Fragment wystąpienia dr. Sylwii Spurek na forum Parlamentu Europejskiego
[źródło: app.iconik.io, oficjalny serwis audiowizualny PE]

„Polki żyją w strachu. W strachu, że zostaną zmuszone do urodzenia niezdolnego do


przeżycia płodu. W strachu, że opresyjne państwo wpisze je do rejestru ciąż, a następnie
będzie ścigać karnie za poronienie. W strachu, że przedstawiciel władzy przystąpi do ich
sprawy rozwodowej, żeby bronić świętej instytucji rodziny. To słuszne obawy. Oparte na
kolejnych działaniach i pomysłach władzy, która nienawidzi kobiet, osób LGBTiQ,
uchodźców i uchodźczyń i po kolei narusza ich prawa.
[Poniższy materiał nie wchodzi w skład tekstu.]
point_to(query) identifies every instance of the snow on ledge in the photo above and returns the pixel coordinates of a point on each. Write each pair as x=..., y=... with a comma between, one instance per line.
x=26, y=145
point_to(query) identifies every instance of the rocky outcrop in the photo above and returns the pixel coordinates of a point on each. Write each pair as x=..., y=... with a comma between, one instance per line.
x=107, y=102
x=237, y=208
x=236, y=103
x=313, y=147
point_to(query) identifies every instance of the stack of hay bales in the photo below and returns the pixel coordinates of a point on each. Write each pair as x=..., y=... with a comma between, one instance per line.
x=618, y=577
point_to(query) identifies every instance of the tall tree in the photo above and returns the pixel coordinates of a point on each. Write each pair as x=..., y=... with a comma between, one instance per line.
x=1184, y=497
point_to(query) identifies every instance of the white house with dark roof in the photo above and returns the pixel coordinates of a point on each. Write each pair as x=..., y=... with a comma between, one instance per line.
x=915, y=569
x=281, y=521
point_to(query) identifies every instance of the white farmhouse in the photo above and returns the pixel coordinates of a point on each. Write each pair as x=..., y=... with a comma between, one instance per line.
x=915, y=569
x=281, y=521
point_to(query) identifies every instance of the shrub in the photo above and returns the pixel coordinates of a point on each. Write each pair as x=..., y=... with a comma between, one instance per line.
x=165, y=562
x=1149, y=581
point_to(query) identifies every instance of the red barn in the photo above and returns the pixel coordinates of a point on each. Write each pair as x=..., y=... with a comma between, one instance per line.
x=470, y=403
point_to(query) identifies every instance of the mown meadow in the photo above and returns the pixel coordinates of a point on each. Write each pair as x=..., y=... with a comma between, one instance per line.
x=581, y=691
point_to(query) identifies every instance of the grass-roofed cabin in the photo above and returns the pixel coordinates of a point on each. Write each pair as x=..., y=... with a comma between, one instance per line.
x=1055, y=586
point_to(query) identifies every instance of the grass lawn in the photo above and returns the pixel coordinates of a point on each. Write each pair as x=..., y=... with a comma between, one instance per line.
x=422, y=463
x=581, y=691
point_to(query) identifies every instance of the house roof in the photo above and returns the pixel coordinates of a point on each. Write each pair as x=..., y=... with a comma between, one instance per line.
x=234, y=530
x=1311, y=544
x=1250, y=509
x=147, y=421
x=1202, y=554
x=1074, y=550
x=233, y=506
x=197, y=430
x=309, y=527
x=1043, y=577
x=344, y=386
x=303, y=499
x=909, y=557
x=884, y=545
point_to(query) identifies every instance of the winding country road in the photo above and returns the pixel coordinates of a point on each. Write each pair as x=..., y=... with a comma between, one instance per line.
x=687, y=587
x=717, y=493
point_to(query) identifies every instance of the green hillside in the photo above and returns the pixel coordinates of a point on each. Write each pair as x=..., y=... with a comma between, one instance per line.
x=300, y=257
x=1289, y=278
Nie wiemy, kto i kiedy będzie następny.
Często słyszę pytanie, jak do tego doszło? Odpowiedź jest prosta. Przez bezczynność, przez


kompromisy, przez odkładanie spraw praw człowieka na później. Ale te pomysły nie są nowe.
Czy poprzednie polskie rządy zrobiły rachunek sumienia? Czy rachunek sumienia zrobiła
Komisja Europejska, która powinna stać na straży traktatów, bronić praworządności i praw
człowieka? Panie Komisarzu, kiedy konkretnie Komisja w końcu zacznie stosować
rozporządzenie w sprawie warunkowości? Kiedy konkretnie skorzysta z innych dostępnych
uprawnień, aby zapobiec kolejnym naruszeniom dokonywanym przez polski rząd?”.